Tuesday, May 30, 2006

Sandboxes everywhere

Jon Udell's most recent InfoWorld column talks about "Easing app deployment with an open source sandbox". The article talks about a hosting service which offers an automated sandbox installer and thus considerably eases the deployment and testing of packages. This resonates with one of the main goals of the Cheesecake Summer of Code project: to offer a sandbox environment where Python packages can be uploaded and inspected dynamically, by running their unit tests, getting code coverage numbers, etc.

To me, 2006 seems to be the year of the virtual machine. Here's the equation:

commodity hardware + solid open-source virtualization technologies such as Xen = great opportunities for testers

Many companies have already started to capitalize on this equation (Autoriginate/HostedQA is just one example). The beauty of Open Source however makes this opportunity available to anybody who possesses a medium-to-high amount of Linux hacking skillz :-).

I'll post more about this topic as work on Cheesecake/SoC progresses. The way I see it, we'll offer a way for people to post their packages to one of our servers, and we'll compute all the dynamic Cheesecake scores (such as code coverage obtained by running unit tests) in a dedicated virtual machine. These dynamic scores will also be computed when a request comes from the PyPI interface. This is all on the drawing board right now, but that's the general idea.

Another related project that hasn't been started yet, based on an idea that Titus had last year, would be to automatically apply patches to Python core, compile, build and run all unit tests, all of this in a safe sandbox environment. This will hopefully lower the barrier of accepting patches into Python core.

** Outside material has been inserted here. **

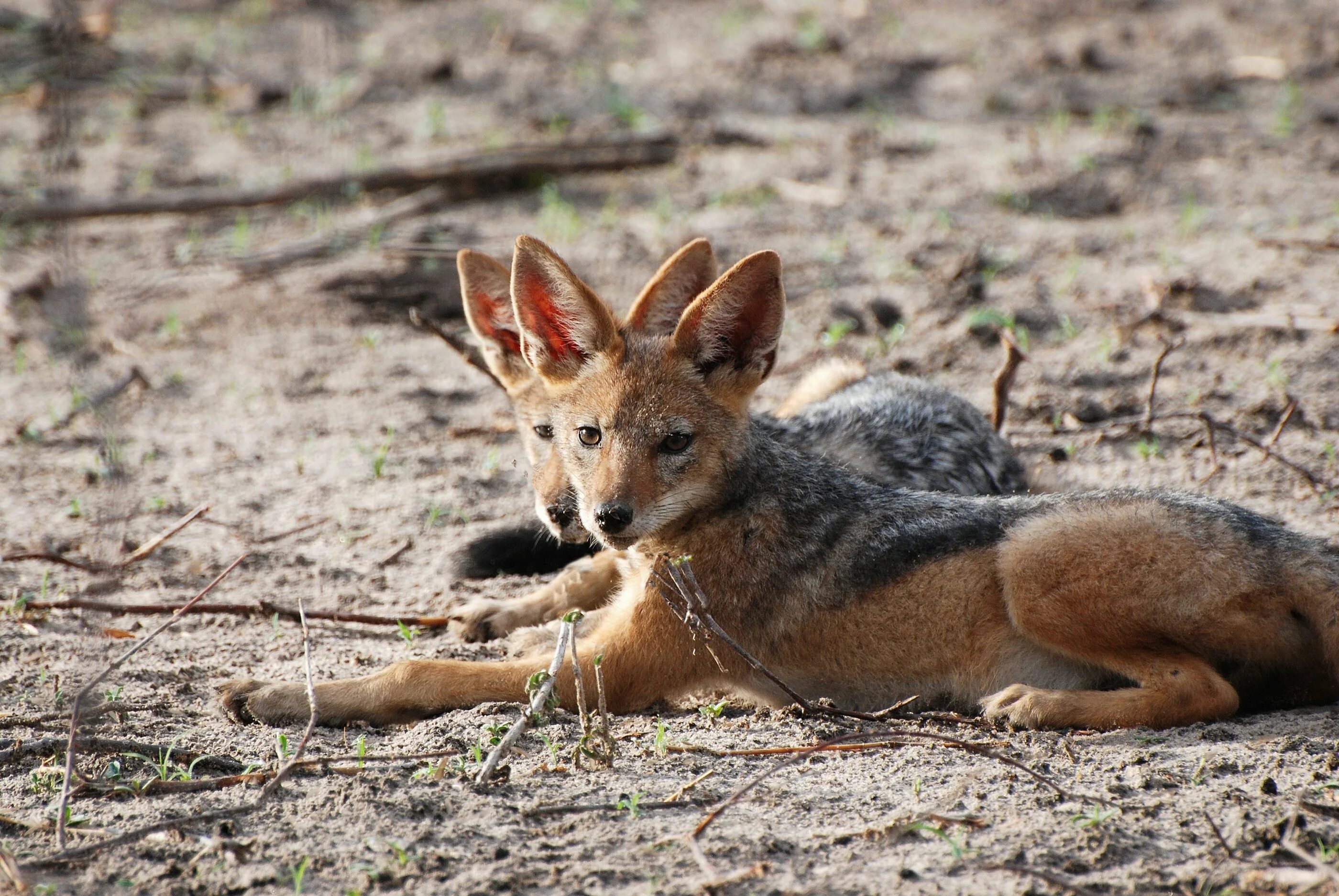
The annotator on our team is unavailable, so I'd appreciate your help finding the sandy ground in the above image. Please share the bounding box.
[8,0,1339,893]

Michael Feathers on refactoring and continuous integration

From the author of "Working effectively with legacy code", Michael Feathers, a blog post on "Refactoring needs more than tests". Interesting point of view: sometimes unit tests are not enough when it comes to refactoring.

M.F. disusses the situation of a project with a large code base, where several teams work on different releases/branches of the code at the same time. How do you refactor with confidence in this case? Another scenario discussed in the post is a project with dependencies on 3rd party code. How do you refactor with confidence, when you know that the 3rd party code keeps changing and needs to be patched everytime it gets updated?

Michael's answer is: integrate frequently. I say: buildbot to the rescue! :-)

Wednesday, May 24, 2006

Cheesecake and the Summer of Code

I'm very pleased to announce that Michał Kwiatkowski's project "Cheesecake enhancements and its integration with PyPI" was accepted as a Google Summer of Code project under the Python Software Foundation umbrella. Here's a summary of Michał's application:

Cheesecake is an application designed to evaluate and estimate the overall quality (or so called 'kwalitee') of a given software package written in Python. It emphasizes a need for well-written documentation and unit tests, encouraging good programming practices and penalizing sloppy design and careless distribution. Using Cheesecake to check your code gives you confidence that your software doesn't merely run, but is usable and easy to test and modify as well.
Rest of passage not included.